One of my favorite units was on point of view and rhetoric, when I covered the voices of the Vietnam War (long before Ken Burns!). I used many Vietnamese accounts, Jane Fonda’s Hanoi radio speech, an Eisenhower speech, and American soldiers’ accounts. But I also had my dad come in to talk to the class about his experience in the Navy during the war. I’ve never seen students so engaged in a classroom.
I contribute most of my teaching methods and a lot of my point of view methods to Dr. Pamela Hartman. Similarly, Dr. Joyce Huff, taught us to look at a text from many points of view. Each group would look at “Goblin Market” with a different lens, and it was mind-blowing when we all talked about our theories to the rest of the class. I’d also like to mention Dr. Rai Peterson as one of the professors who brought out my interest in rhetoric, which of course, I use now in marketing.
Why did you leave teaching?
One reason was the introduction of computers into the classroom. Rooms with computers force a physical and often mental barrier between you and the students, elevating you to be “above” them, and I didn’t want to be. I was unable to cope with that classroom style, where mine was more of an Arthurian round table of discussion-based and real-world situation learning.

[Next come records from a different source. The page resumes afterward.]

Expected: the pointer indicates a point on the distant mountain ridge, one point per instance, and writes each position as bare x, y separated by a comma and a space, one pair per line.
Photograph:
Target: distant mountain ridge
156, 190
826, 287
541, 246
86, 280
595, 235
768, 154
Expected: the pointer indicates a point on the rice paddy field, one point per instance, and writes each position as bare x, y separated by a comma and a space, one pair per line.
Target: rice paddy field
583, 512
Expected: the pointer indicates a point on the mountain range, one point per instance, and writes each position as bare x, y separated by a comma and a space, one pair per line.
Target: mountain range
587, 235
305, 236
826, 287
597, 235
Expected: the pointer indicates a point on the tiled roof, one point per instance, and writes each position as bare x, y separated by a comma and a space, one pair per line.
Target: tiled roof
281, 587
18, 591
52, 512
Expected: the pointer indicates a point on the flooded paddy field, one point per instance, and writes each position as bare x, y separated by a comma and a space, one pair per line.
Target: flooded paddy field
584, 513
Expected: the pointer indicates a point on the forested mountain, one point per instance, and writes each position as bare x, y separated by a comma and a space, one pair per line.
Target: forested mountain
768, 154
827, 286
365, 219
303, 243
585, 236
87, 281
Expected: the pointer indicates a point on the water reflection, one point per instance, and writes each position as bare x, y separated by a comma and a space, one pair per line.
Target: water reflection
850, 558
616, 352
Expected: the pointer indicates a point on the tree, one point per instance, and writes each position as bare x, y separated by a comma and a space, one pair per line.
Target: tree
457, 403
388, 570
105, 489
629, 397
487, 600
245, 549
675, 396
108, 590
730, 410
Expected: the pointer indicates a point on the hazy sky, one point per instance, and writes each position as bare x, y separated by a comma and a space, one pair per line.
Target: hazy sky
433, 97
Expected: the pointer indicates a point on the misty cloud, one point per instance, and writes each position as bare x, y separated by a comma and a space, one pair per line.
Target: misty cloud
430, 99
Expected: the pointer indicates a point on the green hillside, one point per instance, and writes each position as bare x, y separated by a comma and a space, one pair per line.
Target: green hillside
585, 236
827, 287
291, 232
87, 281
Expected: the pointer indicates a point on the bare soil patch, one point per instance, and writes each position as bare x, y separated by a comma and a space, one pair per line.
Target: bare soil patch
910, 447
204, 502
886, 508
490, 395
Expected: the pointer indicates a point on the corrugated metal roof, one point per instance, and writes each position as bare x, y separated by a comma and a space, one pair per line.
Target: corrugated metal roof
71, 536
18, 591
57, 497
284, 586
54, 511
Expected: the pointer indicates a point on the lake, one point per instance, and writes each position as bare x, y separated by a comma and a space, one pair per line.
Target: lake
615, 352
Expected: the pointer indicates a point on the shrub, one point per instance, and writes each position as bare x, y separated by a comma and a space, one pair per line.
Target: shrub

How did you find your way to a graduate program in Marketing and how did your English major prepare you for that?
I took a proposal writing job at a healthcare staffing company. I was writing, which is what I’d always loved to do. But it was writing proposals, which consisted mostly of cutting and pasting into a Word document. Luckily, the staff saw the creative side of me and assigned me to write marketing copy and internal and external communications. In retrospect, I realize I was doing the work for at least three people, and it was too stressful. I too eagerly took the next job at a manufacturing company, where I thought I’d be writing reports and conducting more communications—I wasn’t.
After three years, I was so far removed from marketing, writing, and communications that I quit my job to attend University of Cincinnati full-time in their Masters of Science in Marketing program, where I focused on advertising innovation and diversity marketing. I attribute those interests to my Ball State English Education degree. I excelled at my feminist theory course in grad school because of my English background, which allowed me to clearly state — with significant analysis — the distinct correlation between feminist and race theory and marketing
What are you doing now?
I just started a full-time marketing job at Icon Solar Power. Before that, I was freelancing for awhile and , building a significant network and portfolio. I’ve also started a public initiative called Queens of Queen City, where I tell the stories of Cincinnati women—stories lost through time or currently unnoticed.
In short, I’m using everything I learned at Ball State. Though teaching didn’t agree with me, I still use both teaching and English in my everyday, especially since I do a lot of content and copy writing for marketing. It’s all come down to human behavior, too, which I used in studying English, teaching English, writing persuasive proposals, and marketing. No matter what I do, I take my education from BSU with me.
Do you have any advice for English majors who are trying to figure out what comes next in their lives?
Find your passions now. Get involved in everything and anything. I’d shown interest in sociology, anthropology, education, and creative writing. I didn’t know how to connect them early on, so I was doing each independently. It created a disconnect between what I was supposed to do and what I wanted to do.
Engage with a community and use your talents, that’s a great way to start. Your education shouldn’t just be in a classroom.
If I’d have known before college that marketing was a thing I could do with creative writing, I would have done something differently, even used my English Education degree to seek that out immediately.
Whatever you want to do, work for it every day. Design your choices towards that goal. You can’t be an author if you don’t write. If something else interests you, see how you can incorporate it into your studies or your career.
I also suggest not going into graduate school immediately. Get work experience that you can bring to the table when you do go for higher degrees. It provides a way for you to ground what you’re learning and apply it. You also are expected to interact at a higher level of professionalism in those programs, something you learn through actually working as a professional.